My granddaughter Sydney just started walking. She’s doing pretty well by herself, but every once in awhile she still needs a bit of support, something to hang on to. To get her balance. To be able to perform at her best. People around her can demonstrate all the skills and knowledge they have, but if Syd doesn’t have the support she needs, she’s going to fall!
In the same way, very small business owners need support, first and foremost, from their teams.
Support and fit are the differences between the team you build for your company and the teams you may have worked with in a corporate or big business setting.
#1. You need support
When you’re building your own small business team, the number one thing you need is support. Not skills. Not experience. Not knowledge. It’s support. Let’s say that again: you need support.
At the end of the day, you’re the one with your neck on the line. You’re the one who’s made the investment, the promises, the commitments. You need to deliver, and you need support in order to do that well and consistently.
Many business owners are tempted to hire team members for specific skill sets and specialized knowledge, and that’s all well and good, down the line. You do need these things. But remember that now, in your business, this is for you: the whole shootin’ match depends on you. So while you’re looking at that person with the great technical skills or the terrific sales record, think about the two of you working together side-by-side on a project and ask yourself, “Will this person be able to really support me like I need him to?”
#2. You need people who fit your personality, values, and philosophies
You need this to stay sane. This is not really taken into account in big business — you get who you get on your team, and they’re usually hired by HR. But in a very small business, it’s really important, especially to you, the owner, to be working with people who fit you and “get” you. You need this to feel totally supported (see #1) — you really need to be understood by your team.
Make a list of your personality quirks, values, and philosophies — your team may not match all of them, but you’ll work better with people who do. Would you like to work with people who are patient and willing to flow with your eccentric personality? Put that on your list. Is it more important to you that the work gets done to your exacting standards than that it gets done at a certain time, or vice versa? If you’re hiring someone who’s going to work very closely with you, it may be important to you that they see eye to eye with you philosophically. It really pays to think about what kind of people you work best with. (Of course, you can’t discriminate against someone for religion, race, or disability, but you wouldn’t do that anyway.)

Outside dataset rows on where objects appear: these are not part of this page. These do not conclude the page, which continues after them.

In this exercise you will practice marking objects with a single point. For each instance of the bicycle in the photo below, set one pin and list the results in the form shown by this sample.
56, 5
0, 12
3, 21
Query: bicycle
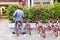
18, 28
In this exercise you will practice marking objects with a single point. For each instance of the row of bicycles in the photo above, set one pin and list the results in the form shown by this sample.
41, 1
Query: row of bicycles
53, 26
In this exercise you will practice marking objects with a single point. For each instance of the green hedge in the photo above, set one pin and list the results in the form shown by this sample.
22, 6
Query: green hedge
45, 12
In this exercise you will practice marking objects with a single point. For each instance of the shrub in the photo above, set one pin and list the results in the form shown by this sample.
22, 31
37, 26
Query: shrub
45, 12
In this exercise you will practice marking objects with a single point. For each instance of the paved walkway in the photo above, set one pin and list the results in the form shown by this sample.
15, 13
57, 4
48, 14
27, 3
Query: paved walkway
6, 33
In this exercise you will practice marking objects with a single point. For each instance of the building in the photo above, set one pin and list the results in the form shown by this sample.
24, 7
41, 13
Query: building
5, 3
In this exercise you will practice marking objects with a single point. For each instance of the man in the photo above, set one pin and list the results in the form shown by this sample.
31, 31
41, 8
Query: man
18, 15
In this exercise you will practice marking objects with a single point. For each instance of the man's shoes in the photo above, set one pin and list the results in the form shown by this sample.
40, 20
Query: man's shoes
13, 32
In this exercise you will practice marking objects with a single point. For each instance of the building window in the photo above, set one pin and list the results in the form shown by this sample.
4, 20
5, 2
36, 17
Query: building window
46, 2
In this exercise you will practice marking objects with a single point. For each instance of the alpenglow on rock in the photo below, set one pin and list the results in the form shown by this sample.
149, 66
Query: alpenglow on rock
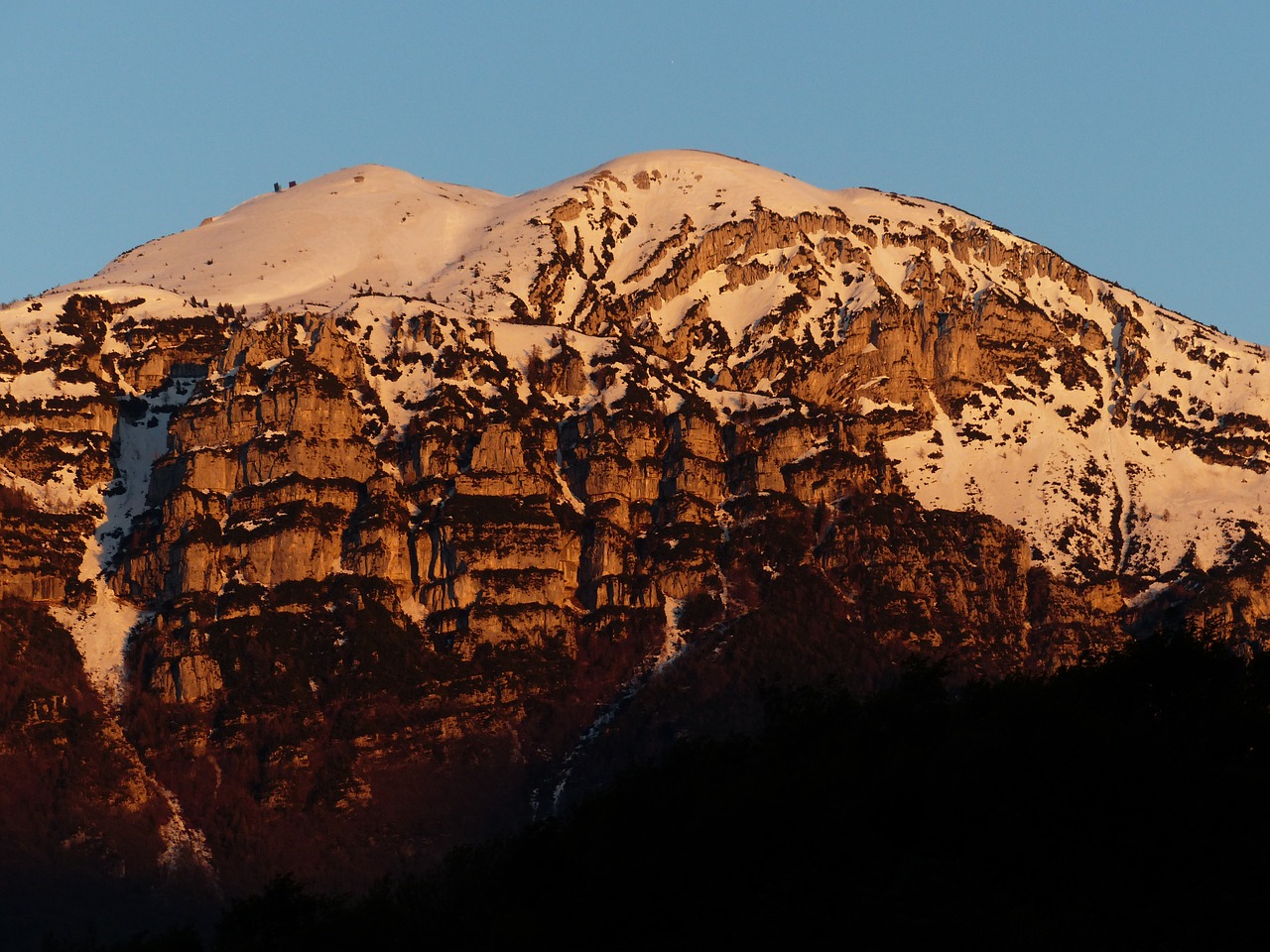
388, 512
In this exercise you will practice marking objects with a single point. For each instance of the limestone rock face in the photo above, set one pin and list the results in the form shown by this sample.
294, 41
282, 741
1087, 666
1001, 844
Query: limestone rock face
380, 567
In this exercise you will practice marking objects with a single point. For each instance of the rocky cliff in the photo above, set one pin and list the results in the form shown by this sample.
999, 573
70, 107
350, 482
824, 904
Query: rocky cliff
385, 515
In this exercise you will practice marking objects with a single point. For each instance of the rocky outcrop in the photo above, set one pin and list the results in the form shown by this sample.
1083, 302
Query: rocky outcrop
403, 562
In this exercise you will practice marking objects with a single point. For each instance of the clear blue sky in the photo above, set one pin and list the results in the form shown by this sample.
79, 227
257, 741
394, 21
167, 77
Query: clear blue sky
1129, 137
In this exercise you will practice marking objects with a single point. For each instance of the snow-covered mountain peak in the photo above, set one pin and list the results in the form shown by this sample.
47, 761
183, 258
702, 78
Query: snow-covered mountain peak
316, 243
997, 375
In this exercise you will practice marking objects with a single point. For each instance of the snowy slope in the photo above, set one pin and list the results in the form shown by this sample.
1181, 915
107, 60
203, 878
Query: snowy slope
1120, 436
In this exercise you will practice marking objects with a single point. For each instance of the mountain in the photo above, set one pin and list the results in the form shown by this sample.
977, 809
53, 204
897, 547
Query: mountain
376, 516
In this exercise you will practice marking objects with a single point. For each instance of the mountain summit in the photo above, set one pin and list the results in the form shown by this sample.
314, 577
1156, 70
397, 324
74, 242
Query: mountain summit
388, 513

Bottom line: People are people, and depending on how close you’re going to be working with them, you’ll want to feel like they’re part of your “team.” You’ll want a rapport, a relationship with them, so you can begin to read each other. Remember Murphy Brown’s house painter? Eldin was a part of Murphy’s team, even though he wasn’t a traditional hired employee, and he really fit her personality. If you want to be able to count on someone the way Murphy counted on Eldin, you have to start thinking of them as part of your team — people who can support you and fit your personality, values, and philosophies.